Este blogueiro fez um levantamento com as médias dos 20 clubes participantes da divisão de elite. Ao separar o grupo dos gigantes e dos médios chegou a números reveladores. Ao se levar em conta os jogos disputados em casa pelos 11 clubes grandes do futebol brasileiro, a bilheteria registrou 1.592.675 pessoas em 78 jogos, o que faz com que a média de público fique em 20.418 pagantes em média por jogo. Mas dá para dizer que Palmeiras (266.143 pessoas em 8 jogos), Flamengo (196.330 em sete duelos) e Corinthians (187050) são responsáveis pela inflação desses números. Que poderiam ser ainda melhores se Vasco (55824 torcedores em sete jogos) e Santos (47.244 em sete jogos) não apresentassem resultados tão decepcionantes.

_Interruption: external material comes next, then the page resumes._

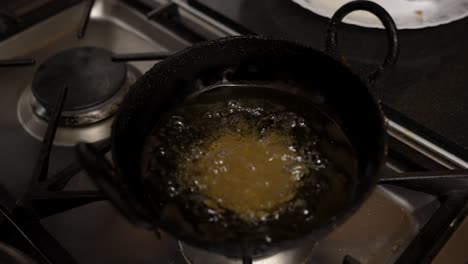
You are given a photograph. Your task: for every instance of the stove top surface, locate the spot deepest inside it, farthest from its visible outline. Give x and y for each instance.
(95, 232)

O rendimento pífio nas arquibancadas fica por conta dos 9 integrantes do Campeonato que não estão inseridos nos gigantes do futebol brasileiros. Ao excluir os jogos de Ponte Preta, Joinville e Goiás disputados com portões fechados, a média fica em 10325 torcedores em média nos 58 jogos disputados até aqui e que atraiu 598878 torcedores no total. Desse grupo, o único com uma média de público respeitável é o Sport (PE), que atraiu 147.722 torcedores nos seus oito confrontos e está com 18465 de média de público. Coincidência, a equipe pernambucana está no G4. A diferença da média de público dos clubes gigantes para os clubes médios e pequenos é de 50,5%.

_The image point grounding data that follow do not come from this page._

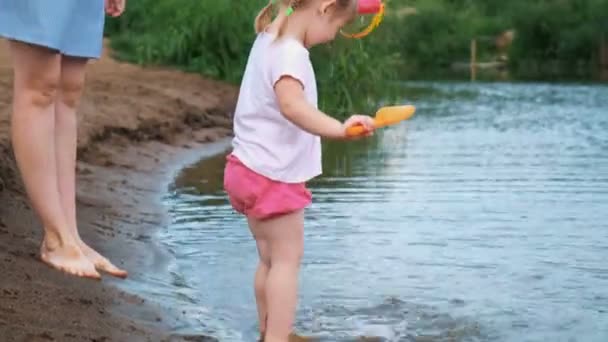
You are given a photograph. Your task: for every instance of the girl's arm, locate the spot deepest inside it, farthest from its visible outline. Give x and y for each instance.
(295, 107)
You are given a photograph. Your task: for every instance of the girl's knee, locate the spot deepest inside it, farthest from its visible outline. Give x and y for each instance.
(70, 91)
(288, 254)
(42, 91)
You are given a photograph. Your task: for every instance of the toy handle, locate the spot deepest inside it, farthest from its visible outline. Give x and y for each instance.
(356, 130)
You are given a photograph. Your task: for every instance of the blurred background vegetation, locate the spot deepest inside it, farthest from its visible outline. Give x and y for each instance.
(545, 40)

Por que o registro deste patamar fraco? Com base em tais números formulo uma teoria muita simples: todo o noticiário da imprensa e a atenção da CBF é voltada para que a competição sempre seja protagonizada por um dos gigantes. Não digo em relação a qualquer jogada de bastidores mas ao fomento do interesse. Somos bombardeados dia e noite com o noticiário sobre a luta dos concorrentes para a vaga na Libertadores ou da conquista do título. E quando um pequeno e médio está nas primeiras posições a primeira reação é de incredulidade. Ninguém acredita que essas agremiações vão se sustentar na dianteira por 38 rodadas. Resumo da ópera: como ficar motivado a ir ao estádio com um noticiário tão negativo.

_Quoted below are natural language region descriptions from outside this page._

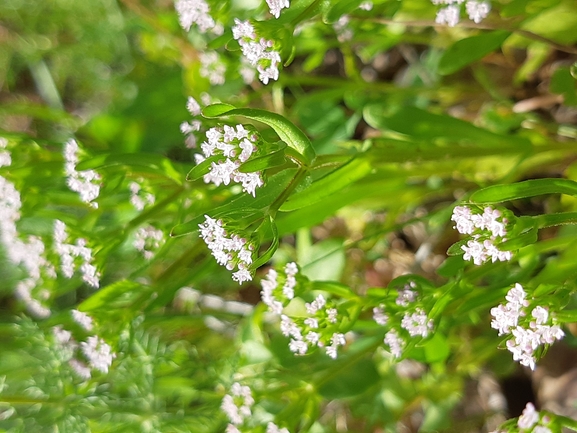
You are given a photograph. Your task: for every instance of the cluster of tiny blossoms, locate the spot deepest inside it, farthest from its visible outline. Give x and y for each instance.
(29, 255)
(414, 320)
(70, 252)
(231, 252)
(450, 12)
(87, 182)
(258, 52)
(236, 145)
(275, 6)
(526, 340)
(319, 325)
(212, 67)
(196, 12)
(147, 240)
(237, 407)
(486, 229)
(98, 355)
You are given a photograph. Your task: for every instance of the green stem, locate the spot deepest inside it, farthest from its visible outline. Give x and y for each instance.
(557, 219)
(274, 207)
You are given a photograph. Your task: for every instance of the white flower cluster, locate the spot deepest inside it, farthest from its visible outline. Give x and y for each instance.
(526, 340)
(29, 255)
(147, 240)
(236, 145)
(531, 419)
(70, 252)
(87, 182)
(96, 351)
(212, 67)
(140, 199)
(275, 6)
(189, 128)
(273, 289)
(450, 14)
(486, 229)
(237, 404)
(196, 12)
(258, 52)
(228, 251)
(316, 329)
(414, 320)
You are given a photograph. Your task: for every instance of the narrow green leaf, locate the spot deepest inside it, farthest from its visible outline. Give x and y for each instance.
(468, 50)
(528, 188)
(270, 225)
(334, 288)
(110, 295)
(287, 131)
(203, 168)
(336, 180)
(260, 163)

Medidas? De imediato, um noticiário mais equilibrado nas emissoras voltadas ao futebol e uma distribuição mais justa das cotas de televisão. De preferência, o método inglês, com 50% igual para todo mundo, 25% com base na audiência e os outros 25% com base na classificação do ano passado. Mata-mata? Seria apenas um entorpecente que daria uma alegria momentânea, mas sem garantia de perenidade.

O melhor é caminharmos para pensar que o Brasileirão não é de 10 ou 11 clubes, mas de 20. Ou não somos um país continental? Fica a reflexão.